In Eq. (9), A is a dimensionless number of about 0.1. C is the atomic concentration of the solute (0.16), G is the shear module of the alloy, and ε is the strain of the lattice caused by the solute. Based on the calculation and formula used in Eq. (5), the total contribution of various reasonable mechanisms to the flow σflow is from 2039 to 2460 MPa to increase the content of tungsten. The Vickers hardness (HV) of these HEAs was observed for increasing the tungsten content from 6178 to 7469 MPa (Table II). Thus, the ratio of these alloys (Hflow) is 3.02–3.04. As per Tabor’s analysis [23], the ratio between these traditional materials varies from 2.8 to 3.2. Therefore, the calculated ratio of 3 in case of present HEAs is in close agreement with that of conventional polycrystalline materials. From Table III, it is clear that the Taylor hardening and the strengthening of the grain size are the main strengthening mechanisms of these alloys, which represent almost 80% of the stress of the flow.

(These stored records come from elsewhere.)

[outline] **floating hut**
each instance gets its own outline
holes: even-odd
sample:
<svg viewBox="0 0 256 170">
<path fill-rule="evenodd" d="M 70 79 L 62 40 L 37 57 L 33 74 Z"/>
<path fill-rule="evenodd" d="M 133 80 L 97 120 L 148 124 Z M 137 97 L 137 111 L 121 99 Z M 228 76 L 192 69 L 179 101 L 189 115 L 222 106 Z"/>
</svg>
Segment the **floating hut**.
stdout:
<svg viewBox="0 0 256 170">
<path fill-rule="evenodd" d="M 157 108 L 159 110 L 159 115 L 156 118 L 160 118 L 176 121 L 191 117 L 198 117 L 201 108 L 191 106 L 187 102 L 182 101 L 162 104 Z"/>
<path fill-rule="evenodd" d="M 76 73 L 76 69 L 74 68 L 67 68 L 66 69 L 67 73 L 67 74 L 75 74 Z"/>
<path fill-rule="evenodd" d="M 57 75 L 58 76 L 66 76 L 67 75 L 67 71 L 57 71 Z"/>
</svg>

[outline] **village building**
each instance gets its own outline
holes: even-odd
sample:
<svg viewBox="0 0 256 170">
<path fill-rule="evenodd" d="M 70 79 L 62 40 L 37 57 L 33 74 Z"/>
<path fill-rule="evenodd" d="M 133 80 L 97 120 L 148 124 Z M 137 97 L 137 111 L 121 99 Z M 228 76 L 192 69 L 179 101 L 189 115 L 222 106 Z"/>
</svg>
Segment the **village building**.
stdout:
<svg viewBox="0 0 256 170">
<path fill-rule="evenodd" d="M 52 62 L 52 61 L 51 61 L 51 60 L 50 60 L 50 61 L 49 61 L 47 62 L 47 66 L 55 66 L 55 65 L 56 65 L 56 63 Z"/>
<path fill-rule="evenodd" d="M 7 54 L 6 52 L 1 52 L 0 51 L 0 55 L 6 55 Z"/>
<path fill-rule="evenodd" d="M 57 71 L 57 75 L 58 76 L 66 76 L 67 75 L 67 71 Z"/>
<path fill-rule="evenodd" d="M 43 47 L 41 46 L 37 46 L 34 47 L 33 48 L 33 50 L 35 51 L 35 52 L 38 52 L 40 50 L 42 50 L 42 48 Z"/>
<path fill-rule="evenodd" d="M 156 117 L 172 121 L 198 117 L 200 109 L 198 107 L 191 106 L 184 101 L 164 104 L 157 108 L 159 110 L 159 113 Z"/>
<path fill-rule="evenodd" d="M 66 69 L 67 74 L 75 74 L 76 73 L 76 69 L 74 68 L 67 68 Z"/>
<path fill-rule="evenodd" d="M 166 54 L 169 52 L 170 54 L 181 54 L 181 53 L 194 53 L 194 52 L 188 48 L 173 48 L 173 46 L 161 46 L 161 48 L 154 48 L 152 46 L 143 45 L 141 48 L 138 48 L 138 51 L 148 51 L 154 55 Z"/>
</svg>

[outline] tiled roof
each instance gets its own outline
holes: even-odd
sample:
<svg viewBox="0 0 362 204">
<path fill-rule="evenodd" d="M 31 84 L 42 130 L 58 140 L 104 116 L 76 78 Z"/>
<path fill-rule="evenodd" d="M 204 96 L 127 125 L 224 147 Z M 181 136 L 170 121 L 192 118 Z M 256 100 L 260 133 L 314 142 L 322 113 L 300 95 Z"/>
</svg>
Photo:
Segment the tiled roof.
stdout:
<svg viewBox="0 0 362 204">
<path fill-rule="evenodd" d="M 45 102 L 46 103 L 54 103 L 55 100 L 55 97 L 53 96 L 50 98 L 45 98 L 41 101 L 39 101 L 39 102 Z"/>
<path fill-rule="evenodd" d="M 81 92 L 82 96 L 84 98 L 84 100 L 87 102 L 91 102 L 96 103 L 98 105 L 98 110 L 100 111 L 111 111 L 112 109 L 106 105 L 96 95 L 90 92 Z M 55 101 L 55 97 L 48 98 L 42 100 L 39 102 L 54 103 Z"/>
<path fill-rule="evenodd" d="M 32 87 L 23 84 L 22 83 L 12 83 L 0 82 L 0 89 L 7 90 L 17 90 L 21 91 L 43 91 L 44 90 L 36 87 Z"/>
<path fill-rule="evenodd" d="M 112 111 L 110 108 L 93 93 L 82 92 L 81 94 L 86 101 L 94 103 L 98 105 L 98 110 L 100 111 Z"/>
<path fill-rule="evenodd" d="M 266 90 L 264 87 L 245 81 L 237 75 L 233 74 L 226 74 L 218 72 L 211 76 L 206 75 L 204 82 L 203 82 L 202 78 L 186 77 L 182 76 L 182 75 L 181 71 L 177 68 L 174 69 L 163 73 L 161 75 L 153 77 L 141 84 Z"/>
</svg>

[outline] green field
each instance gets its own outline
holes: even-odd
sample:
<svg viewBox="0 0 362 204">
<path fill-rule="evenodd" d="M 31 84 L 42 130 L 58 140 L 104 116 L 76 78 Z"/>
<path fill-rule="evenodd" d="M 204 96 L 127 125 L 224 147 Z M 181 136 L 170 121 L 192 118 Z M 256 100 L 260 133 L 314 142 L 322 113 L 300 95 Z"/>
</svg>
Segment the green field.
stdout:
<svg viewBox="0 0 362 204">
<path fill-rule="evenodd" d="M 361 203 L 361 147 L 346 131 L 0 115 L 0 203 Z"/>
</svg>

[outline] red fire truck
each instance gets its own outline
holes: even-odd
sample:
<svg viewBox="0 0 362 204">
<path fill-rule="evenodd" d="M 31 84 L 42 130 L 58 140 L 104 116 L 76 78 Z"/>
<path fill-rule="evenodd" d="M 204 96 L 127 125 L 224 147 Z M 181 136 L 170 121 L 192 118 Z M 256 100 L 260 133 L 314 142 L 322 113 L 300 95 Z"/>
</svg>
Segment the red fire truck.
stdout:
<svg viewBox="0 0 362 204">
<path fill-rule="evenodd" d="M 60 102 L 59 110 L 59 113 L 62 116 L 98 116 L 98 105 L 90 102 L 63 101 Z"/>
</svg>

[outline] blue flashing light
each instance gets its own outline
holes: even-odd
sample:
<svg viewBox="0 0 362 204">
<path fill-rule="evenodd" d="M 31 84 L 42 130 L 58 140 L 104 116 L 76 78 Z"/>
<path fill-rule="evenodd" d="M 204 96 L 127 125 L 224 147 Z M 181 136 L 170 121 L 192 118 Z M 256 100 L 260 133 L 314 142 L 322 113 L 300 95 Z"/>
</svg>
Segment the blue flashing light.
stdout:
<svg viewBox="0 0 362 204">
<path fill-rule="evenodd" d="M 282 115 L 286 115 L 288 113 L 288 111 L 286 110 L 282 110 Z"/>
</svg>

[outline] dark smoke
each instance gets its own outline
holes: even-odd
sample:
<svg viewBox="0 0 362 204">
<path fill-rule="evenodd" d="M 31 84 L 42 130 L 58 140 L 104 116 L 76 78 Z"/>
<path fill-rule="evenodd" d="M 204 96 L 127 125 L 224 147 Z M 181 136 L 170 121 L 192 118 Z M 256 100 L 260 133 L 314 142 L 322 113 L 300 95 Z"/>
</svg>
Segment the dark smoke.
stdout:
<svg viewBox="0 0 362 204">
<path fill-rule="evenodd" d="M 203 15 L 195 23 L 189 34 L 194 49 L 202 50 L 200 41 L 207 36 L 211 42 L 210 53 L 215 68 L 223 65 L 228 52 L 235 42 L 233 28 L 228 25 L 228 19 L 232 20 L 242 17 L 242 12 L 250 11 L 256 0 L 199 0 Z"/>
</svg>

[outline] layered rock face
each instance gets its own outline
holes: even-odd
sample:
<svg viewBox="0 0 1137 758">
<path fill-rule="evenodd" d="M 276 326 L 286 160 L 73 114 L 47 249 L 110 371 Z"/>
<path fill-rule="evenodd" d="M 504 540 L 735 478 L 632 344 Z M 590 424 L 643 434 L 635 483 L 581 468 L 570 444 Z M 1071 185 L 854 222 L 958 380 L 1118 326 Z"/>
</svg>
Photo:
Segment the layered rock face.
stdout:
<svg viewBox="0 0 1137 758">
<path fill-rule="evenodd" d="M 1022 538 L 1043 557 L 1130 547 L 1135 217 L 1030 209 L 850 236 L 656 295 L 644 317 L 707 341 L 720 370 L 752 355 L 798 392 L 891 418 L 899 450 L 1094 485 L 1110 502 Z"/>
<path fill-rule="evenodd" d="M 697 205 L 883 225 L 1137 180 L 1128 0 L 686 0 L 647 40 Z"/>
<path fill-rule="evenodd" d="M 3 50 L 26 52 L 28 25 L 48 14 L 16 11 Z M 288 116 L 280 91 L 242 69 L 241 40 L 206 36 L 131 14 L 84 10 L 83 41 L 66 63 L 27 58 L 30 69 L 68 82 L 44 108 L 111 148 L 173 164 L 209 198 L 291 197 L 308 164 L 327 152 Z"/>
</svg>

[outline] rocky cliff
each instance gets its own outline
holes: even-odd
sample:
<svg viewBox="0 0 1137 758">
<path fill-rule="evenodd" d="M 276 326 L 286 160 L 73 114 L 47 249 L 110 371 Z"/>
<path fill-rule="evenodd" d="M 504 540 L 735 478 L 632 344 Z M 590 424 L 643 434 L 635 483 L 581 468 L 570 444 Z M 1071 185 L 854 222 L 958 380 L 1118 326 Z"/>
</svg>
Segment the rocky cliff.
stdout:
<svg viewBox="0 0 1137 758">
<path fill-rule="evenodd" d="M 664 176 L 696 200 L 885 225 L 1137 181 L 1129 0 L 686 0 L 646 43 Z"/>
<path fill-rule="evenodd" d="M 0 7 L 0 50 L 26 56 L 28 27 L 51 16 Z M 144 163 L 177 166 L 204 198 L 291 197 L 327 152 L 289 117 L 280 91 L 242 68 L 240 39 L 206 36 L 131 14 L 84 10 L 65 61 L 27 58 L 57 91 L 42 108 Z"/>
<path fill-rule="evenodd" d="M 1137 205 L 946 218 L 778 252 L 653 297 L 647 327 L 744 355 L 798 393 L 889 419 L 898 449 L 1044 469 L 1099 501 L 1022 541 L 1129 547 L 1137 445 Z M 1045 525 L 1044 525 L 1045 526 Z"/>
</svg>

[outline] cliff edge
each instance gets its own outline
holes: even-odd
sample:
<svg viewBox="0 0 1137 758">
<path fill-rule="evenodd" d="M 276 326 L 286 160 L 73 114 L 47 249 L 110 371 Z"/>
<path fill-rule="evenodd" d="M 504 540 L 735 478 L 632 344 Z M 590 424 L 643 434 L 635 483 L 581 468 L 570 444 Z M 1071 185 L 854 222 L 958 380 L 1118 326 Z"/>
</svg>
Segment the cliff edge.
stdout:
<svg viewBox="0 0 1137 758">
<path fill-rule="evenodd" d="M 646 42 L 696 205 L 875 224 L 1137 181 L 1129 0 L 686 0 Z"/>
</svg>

For HEAs, the terms “solute” and “solvent” lose their conventional meanings; thus, the precise contribution of solid solution strengthening in HEAs remains to be a challenge. Fortunately, Fe, Cr, Mn, and Cu elements have nearly the same atomic sizes, and the mixing enthalpies of different atom pairs of these four elements are nearly equal to zero. When incorporating tungsten elements at a low level to the AlCuCrFeMn matrix, the element will act as the solute atoms, a standard model for substitutional solid solution strengthening based on dislocation-solute elastic interactions could be directly applied to evaluate the potency of solution strengthening (BCC Phase) caused by the solute atom of tungsten. Clearly, the experimental data are much higher than those of the theoretical value, suggesting an extra hardening besides the solid solution strengthening. There are other apparent reasons, such as the segregation of tungsten and particle precipitation in the SPSed W0.1 and W0.5 alloys which are more effective on strengthening than just solid solution hardening.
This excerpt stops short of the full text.